今朝はめっきり冷え込み、赤城山の頂も白く煙っていた。冬である。
帰宅してひと息つくと、無性にレコードを聴きたくなり、季節に合わせてイ・ムジチ合奏団の《四季》を取り出した。

手元の盤は古い。ジャケットの解説文には「1960年秋の録音」と記されている。イ・ムジチの《四季》は初期から幾度か録音が重ねられてきたが、この盤はまだステレオの黎明期にあたる時期のものである。私が入手したのは1970年前後だったと思うが、この録音をきっかけにバロック音楽に親しみを覚えた方は少なくないだろう。

《四季》は映画やドラマにもたびたび使われてきた。記憶に残るもののひとつに、1971年のNHKテレビドラマ、原田康子『挽歌』の映像がある。
『挽歌』は、建築技師を主要人物に据えた点でも当時は珍しく、建築系の雑誌で紹介されていたのをきっかけに手に取った。舞台は北海道・釧路。ダイヤモンドダスト、花冷え――その冷たい光を帯びた語彙にも惹かれた。

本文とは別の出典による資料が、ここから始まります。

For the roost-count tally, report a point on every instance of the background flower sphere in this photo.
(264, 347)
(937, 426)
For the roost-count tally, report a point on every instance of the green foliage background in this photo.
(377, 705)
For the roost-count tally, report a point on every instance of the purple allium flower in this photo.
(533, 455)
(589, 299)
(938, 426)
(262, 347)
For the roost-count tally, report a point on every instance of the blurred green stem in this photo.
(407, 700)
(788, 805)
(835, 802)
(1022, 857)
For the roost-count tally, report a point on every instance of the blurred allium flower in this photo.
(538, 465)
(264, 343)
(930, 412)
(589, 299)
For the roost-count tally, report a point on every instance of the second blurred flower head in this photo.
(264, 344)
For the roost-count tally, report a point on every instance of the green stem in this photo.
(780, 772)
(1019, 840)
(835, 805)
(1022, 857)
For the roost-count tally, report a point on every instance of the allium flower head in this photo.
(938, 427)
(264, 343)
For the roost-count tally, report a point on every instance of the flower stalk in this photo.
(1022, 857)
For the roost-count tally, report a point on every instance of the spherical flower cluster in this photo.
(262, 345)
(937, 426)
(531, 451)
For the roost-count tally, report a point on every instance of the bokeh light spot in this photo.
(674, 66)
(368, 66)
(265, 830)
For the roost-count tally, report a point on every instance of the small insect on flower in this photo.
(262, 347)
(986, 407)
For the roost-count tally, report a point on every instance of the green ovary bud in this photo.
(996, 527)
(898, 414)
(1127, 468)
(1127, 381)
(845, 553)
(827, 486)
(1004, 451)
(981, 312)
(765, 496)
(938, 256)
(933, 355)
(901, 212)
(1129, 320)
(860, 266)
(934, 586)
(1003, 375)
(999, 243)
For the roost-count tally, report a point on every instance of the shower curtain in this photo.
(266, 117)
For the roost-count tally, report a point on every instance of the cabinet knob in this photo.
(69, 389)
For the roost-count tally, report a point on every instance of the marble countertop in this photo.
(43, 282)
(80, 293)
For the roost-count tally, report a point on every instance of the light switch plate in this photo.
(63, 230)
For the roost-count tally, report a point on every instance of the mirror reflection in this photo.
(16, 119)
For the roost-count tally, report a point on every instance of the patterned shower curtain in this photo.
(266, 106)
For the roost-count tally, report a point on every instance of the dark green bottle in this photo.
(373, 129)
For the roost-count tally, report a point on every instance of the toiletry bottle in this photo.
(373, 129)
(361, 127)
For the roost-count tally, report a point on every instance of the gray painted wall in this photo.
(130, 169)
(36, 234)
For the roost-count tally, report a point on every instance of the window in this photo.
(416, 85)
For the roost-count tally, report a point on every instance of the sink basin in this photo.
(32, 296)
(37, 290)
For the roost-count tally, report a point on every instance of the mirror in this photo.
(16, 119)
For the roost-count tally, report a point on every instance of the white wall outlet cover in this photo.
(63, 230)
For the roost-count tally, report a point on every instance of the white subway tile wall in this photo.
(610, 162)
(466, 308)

とはいえ、若かった当時の私には、兵頭玲子(木村夏江)と桂木節雄(佐藤慶)、そして彼らを取り巻く感情の揺らぎや狂気を受け止めるには、いささか時期尚早だったのだろう。

静かな冬の夜である。久しぶりにカートリッジを GRACE の F-8L に換装し、その繊細な音色に耳を澄ませる。ターンテーブルの上で雪明かりのように光る針先を眺めながら、北海道の冬景色をふと思い浮かべた。